Reputation: 525
Here's is the sample rows that I have. All I want is to extract website names, such as; 3dubs or adludio How to do that? Cheers,
URL
https://www.3dhubs.com/
https://adludio.com/
https://aircall.io/
https://www.andjaro.com/en/home/
Result
3dhubs
adludio
aircall
andjaro
Once I typed this code,
suffix_extract(domain(df$URL))
I got the result as follows: When I tried to assigned it, it looks differently. How to get domain and assign to a column?
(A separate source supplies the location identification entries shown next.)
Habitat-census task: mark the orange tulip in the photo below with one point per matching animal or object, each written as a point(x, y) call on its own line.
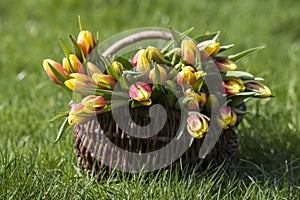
point(197, 125)
point(86, 42)
point(55, 71)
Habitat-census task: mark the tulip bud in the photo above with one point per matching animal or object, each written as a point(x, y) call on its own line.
point(93, 104)
point(197, 125)
point(211, 47)
point(104, 81)
point(77, 115)
point(227, 117)
point(198, 99)
point(163, 76)
point(91, 69)
point(186, 77)
point(72, 64)
point(189, 51)
point(143, 63)
point(225, 64)
point(155, 54)
point(55, 71)
point(117, 67)
point(141, 92)
point(80, 81)
point(86, 42)
point(135, 58)
point(261, 89)
point(234, 86)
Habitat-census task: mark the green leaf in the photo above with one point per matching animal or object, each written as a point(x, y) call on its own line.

host subdomain domain suffix
www.3dhubs.com www 3dhubs com
adludio.com <NA> adludio com
Upvotes: 1
Views: 886
Reputation: 23598
Library urltools should work. If your data is in object urls, this is what it returns.
library(urltools)
df1 <- suffix_extract(domain(urls))
df1
host subdomain domain suffix
1 www.3dhubs.com www 3dhubs com
2 adludio.com <NA> adludio com
3 aircall.io <NA> aircall io
4 www.andjaro.com www andjaro com
df1$domain
[1] "3dhubs" "adludio" "aircall" "andjaro"
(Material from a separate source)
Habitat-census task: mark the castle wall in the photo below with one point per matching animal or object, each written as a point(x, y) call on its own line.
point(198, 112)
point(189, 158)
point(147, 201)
A dplyr / tidyr option is as follows, but with a url_parse
from urltools to make sure it is a valid url.
library(dplyr)
library(tidyr)
df <- data_frame(urls)
df %>%
mutate(url_parsed = urltools::url_parse(urls)$domain) %>%
separate(url_parsed, into = c("subdomain", "domain", "suffix"), fill = "left")
# A tibble: 4 x 4
urls subdomain domain suffix
<chr> <chr> <chr> <chr>
1 https://www.3dhubs.com/ www 3dhubs com
2 https://adludio.com/ NA adludio com
3 https://aircall.io/ NA aircall io
4 https://www.andjaro.com/en/home/ www andjaro com
data:
urls <- c("https://www.3dhubs.com/", "https://adludio.com/", "https://aircall.io/",
"https://www.andjaro.com/en/home/")
Upvotes: 0
Reputation: 206197
It would probably be safest to use a proper URL parser like the one from the urltools
package. For example
dd$domain <- urltools::url_parse(dd$URL)$domain
Tested with
dd<-read.table(text="URL
https://www.3dhubs.com/
https://adludio.com/
https://aircall.io/
https://www.andjaro.com/en/home/", header=T, stringsAsFactors=FALSE)
Upvotes: 1
Reputation: 545588
How to get domain and assign to a column?
Using {urltools}, the following works for me:
df$domain = suffix_extract(domain(df$URL))$domain
Upvotes: 0